Both of these beliefs are valid. However, they meet at one very important point: it is difficult to predict who want to talk to whom, where, and how. The “full interop is needed” belief assumes that everybody wants to talk to everybody using any device/client. The latter belief is hinged on a belief that it is possible to convince people who have access to devices/clients outside your eco-system to download your client and “convert” (possibly just for this meeting). WebRTC makes this more plausible as the threshold to temporarily “convert” is lower. However, the jury is still out on that one, and the industry is still executing on both beliefs. (Meanwhile, my rantings from 2010 on whether video conferencing is a PBX-type or mobile-type of industry may amuse you…)

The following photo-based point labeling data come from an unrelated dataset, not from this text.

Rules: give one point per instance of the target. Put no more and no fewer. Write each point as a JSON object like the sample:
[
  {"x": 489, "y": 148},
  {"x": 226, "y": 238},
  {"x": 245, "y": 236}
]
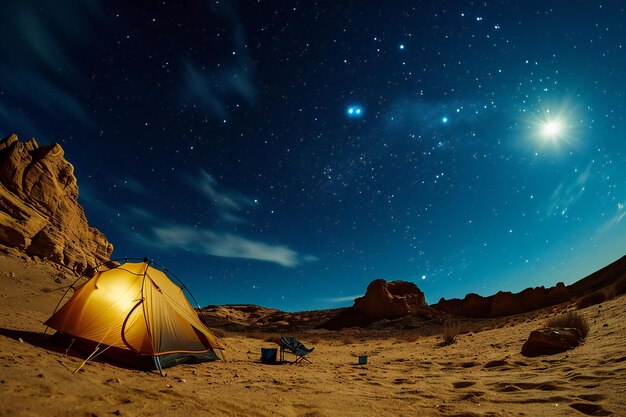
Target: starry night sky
[{"x": 286, "y": 153}]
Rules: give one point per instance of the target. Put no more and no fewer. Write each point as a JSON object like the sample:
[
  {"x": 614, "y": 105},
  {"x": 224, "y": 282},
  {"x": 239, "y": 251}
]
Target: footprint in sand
[{"x": 590, "y": 409}]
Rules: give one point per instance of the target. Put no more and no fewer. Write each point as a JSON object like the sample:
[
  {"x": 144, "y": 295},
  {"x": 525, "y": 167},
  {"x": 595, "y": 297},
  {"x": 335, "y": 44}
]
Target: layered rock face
[
  {"x": 390, "y": 300},
  {"x": 505, "y": 303},
  {"x": 39, "y": 209},
  {"x": 605, "y": 283},
  {"x": 384, "y": 301}
]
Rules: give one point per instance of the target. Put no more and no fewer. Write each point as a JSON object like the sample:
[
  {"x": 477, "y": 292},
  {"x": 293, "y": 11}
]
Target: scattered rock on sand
[{"x": 550, "y": 340}]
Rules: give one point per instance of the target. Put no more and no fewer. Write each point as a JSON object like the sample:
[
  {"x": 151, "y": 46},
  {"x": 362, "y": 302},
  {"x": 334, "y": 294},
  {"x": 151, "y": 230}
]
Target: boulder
[
  {"x": 550, "y": 340},
  {"x": 39, "y": 209},
  {"x": 390, "y": 300}
]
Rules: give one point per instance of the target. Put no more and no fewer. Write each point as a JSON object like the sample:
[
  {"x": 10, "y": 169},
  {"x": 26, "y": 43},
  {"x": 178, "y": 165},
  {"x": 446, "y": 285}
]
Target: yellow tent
[{"x": 135, "y": 308}]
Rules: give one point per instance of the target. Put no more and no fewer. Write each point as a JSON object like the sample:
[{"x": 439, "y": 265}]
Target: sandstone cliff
[
  {"x": 39, "y": 209},
  {"x": 384, "y": 301}
]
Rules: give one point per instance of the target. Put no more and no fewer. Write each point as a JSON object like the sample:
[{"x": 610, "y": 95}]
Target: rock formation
[
  {"x": 390, "y": 300},
  {"x": 39, "y": 209},
  {"x": 384, "y": 301},
  {"x": 549, "y": 341},
  {"x": 608, "y": 282}
]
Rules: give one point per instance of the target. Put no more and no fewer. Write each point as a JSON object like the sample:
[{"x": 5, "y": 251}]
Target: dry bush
[
  {"x": 450, "y": 332},
  {"x": 410, "y": 337},
  {"x": 591, "y": 299},
  {"x": 571, "y": 319}
]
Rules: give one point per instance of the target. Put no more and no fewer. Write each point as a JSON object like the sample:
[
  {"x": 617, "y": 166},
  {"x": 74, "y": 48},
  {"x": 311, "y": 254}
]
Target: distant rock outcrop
[
  {"x": 608, "y": 282},
  {"x": 39, "y": 209},
  {"x": 383, "y": 301},
  {"x": 390, "y": 300},
  {"x": 505, "y": 303}
]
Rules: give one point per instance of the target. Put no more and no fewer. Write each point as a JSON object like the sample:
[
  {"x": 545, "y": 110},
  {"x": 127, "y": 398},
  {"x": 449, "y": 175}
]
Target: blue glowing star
[{"x": 354, "y": 111}]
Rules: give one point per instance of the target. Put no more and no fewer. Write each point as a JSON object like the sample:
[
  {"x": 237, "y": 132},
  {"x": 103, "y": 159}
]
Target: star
[{"x": 354, "y": 111}]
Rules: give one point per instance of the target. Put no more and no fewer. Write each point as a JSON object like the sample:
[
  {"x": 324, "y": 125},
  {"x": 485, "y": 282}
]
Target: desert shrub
[
  {"x": 410, "y": 337},
  {"x": 591, "y": 299},
  {"x": 571, "y": 319},
  {"x": 450, "y": 332}
]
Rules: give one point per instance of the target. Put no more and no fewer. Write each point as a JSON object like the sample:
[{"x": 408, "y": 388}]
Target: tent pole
[{"x": 86, "y": 360}]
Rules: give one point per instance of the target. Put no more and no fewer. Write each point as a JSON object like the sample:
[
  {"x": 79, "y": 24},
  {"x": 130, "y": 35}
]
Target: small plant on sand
[
  {"x": 450, "y": 332},
  {"x": 571, "y": 319}
]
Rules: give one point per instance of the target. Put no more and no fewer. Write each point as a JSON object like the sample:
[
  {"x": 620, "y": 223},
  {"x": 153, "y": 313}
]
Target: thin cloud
[
  {"x": 228, "y": 203},
  {"x": 615, "y": 220},
  {"x": 225, "y": 245},
  {"x": 568, "y": 192},
  {"x": 213, "y": 90},
  {"x": 338, "y": 300},
  {"x": 133, "y": 185}
]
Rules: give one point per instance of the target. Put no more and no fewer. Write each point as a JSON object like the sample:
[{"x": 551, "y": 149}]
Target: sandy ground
[{"x": 482, "y": 374}]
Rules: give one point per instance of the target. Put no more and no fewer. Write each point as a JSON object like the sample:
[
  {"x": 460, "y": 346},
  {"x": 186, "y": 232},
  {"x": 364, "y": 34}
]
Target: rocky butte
[{"x": 39, "y": 209}]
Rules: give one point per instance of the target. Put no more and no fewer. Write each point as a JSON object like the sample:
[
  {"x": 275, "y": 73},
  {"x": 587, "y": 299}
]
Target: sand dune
[{"x": 409, "y": 373}]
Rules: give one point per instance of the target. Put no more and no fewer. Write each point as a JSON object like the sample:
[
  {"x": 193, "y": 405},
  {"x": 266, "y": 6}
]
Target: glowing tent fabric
[{"x": 136, "y": 307}]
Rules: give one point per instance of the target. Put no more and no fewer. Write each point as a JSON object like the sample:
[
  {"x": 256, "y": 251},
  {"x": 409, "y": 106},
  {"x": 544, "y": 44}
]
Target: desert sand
[{"x": 409, "y": 372}]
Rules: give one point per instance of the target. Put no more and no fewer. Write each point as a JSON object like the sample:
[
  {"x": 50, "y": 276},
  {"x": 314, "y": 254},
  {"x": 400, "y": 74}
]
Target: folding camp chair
[{"x": 291, "y": 345}]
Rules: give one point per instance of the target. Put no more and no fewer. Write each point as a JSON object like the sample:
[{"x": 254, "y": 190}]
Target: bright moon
[{"x": 552, "y": 128}]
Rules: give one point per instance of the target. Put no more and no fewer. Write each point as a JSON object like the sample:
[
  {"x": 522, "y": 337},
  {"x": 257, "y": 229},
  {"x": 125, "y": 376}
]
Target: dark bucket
[{"x": 268, "y": 355}]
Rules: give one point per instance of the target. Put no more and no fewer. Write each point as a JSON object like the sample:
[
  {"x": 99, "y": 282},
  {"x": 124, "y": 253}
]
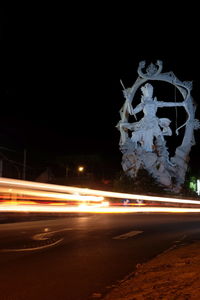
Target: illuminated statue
[{"x": 143, "y": 142}]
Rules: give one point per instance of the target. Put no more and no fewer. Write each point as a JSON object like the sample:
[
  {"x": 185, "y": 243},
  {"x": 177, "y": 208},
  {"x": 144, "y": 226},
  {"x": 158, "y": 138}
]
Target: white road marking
[
  {"x": 127, "y": 235},
  {"x": 32, "y": 249},
  {"x": 44, "y": 235}
]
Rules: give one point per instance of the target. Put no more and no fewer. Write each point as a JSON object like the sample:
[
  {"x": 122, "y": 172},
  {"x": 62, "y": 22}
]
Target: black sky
[{"x": 61, "y": 69}]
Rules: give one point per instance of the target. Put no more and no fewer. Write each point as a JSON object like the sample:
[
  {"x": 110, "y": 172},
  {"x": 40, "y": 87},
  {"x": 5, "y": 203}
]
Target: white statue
[
  {"x": 150, "y": 126},
  {"x": 143, "y": 142}
]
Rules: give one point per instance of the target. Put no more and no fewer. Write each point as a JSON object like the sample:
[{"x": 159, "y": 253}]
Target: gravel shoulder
[{"x": 174, "y": 274}]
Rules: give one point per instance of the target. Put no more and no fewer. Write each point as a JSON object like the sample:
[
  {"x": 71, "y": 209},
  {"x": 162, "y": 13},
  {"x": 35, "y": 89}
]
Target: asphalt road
[{"x": 81, "y": 257}]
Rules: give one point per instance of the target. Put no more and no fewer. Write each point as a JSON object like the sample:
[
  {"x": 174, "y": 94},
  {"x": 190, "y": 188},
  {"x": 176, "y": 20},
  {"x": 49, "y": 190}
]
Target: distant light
[{"x": 80, "y": 168}]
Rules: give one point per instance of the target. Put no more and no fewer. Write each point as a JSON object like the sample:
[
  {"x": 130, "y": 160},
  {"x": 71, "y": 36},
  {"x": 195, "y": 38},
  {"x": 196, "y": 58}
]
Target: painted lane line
[
  {"x": 47, "y": 234},
  {"x": 32, "y": 249},
  {"x": 126, "y": 235}
]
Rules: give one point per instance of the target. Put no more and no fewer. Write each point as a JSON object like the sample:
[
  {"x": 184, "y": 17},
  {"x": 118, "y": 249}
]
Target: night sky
[{"x": 61, "y": 69}]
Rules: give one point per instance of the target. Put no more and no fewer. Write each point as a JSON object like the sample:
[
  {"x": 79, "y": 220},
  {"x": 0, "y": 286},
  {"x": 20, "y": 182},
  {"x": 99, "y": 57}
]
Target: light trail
[
  {"x": 92, "y": 209},
  {"x": 51, "y": 195},
  {"x": 85, "y": 191}
]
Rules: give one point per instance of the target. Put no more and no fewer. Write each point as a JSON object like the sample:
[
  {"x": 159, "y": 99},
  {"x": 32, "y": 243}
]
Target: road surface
[{"x": 81, "y": 257}]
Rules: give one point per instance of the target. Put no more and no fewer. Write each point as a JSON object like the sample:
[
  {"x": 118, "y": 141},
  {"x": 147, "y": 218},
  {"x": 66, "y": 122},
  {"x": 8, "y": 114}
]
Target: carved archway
[{"x": 177, "y": 166}]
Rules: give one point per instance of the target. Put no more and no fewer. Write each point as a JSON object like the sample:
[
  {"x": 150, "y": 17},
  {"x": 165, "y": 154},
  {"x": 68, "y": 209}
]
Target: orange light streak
[
  {"x": 90, "y": 209},
  {"x": 85, "y": 191}
]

An interesting effect of choosing a hybrid architecture approach, is that it is close to impossible to predict how many resources a participant or a conference will occupy on the bridge. The cost of adding the 101th transcoded participant in a conference where 97 people share the same encode is very low. And in fact, if you have a non-multi stream, fully transcoded (classic) conference going, a switched participant will actually require more incremental resources than adding another transcoded participant. The reason is that the new switched participant needs, let’s say, the four loudest speaker videos in 720p30, where you must assume that some of these streams must be transcoded. The new transcoded participant can just start receiving the shared encode view (while both incoming streams need to be decoded, scaled, and re-encoded).

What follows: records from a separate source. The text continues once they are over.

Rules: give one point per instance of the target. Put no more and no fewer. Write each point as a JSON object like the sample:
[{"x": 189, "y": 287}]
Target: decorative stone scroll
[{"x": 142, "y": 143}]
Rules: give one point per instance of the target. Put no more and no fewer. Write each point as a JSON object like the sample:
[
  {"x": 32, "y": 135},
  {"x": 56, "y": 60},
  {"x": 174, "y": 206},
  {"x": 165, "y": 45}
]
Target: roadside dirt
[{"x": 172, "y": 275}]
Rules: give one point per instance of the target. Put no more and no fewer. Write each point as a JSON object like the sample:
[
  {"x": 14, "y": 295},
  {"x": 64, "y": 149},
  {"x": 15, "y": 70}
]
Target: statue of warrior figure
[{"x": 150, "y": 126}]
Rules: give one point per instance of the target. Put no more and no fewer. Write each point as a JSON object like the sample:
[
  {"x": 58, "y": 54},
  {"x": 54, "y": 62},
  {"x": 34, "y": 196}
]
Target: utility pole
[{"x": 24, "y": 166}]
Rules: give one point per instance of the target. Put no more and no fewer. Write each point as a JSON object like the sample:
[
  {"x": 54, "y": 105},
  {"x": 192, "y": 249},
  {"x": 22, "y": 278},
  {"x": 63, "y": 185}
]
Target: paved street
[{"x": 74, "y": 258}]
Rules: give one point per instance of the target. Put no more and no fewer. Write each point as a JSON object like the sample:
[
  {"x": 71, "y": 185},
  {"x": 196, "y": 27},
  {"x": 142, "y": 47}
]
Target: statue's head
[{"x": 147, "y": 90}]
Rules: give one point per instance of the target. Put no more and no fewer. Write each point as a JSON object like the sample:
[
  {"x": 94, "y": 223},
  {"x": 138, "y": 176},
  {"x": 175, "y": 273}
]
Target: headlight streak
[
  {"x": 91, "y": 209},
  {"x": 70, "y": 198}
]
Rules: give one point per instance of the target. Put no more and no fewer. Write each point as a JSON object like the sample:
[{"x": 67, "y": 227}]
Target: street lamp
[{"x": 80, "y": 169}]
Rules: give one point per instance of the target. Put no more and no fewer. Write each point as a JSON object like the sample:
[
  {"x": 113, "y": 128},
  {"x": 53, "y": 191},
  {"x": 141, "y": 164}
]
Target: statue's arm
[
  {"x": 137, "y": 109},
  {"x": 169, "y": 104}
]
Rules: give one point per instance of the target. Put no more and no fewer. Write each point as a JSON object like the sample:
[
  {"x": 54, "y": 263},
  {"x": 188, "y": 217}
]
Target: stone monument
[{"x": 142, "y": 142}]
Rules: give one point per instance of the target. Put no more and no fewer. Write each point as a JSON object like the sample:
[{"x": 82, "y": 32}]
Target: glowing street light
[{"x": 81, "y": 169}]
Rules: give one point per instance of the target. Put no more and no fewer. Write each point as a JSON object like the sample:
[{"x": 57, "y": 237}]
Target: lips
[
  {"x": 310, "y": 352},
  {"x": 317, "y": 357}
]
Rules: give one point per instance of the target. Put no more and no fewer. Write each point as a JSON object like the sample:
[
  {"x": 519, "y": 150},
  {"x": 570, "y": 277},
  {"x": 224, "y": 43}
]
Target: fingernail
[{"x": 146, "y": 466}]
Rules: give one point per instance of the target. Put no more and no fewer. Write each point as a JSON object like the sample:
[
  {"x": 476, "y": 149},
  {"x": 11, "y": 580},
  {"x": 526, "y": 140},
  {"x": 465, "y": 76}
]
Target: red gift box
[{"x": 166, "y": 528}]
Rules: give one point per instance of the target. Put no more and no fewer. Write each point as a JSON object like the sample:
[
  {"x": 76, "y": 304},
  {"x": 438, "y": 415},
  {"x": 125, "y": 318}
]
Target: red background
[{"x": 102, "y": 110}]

There is plenty of room for optimisations, but this makes it difficult to give an exact number of “ports” that a hybrid bridge can support (as it “depends”), resource usage can fluctuate during an on-going conference, both because participants are leaving and joining, but also because they may change layout, the underlying network conditions may change (ref media elasticity), and many other things. These properties have consequences for ability to reserve resources, calculation of available resources on bridges (when selecting a bridge where a new conference should be created), and of course for pricing. But it is important to understand that the hybrid architecture and its flexibility can only be realised on newer or generic hardware where multi-purpose processors allow resources to be allocated more flexibly than on older media processing platforms. That is why you have started to see new pricing models that are not directly related to resource usage, but rather capabilities or number of participants, independent of how they connect.
Due to this newly acquired flexibility, I predict a wave of innovations (or probably many smaller waves) on the real-time conferencing arena. The real winners will be the people having meetings (i.e. all of us!) as these technologies will enable truly great user experiences!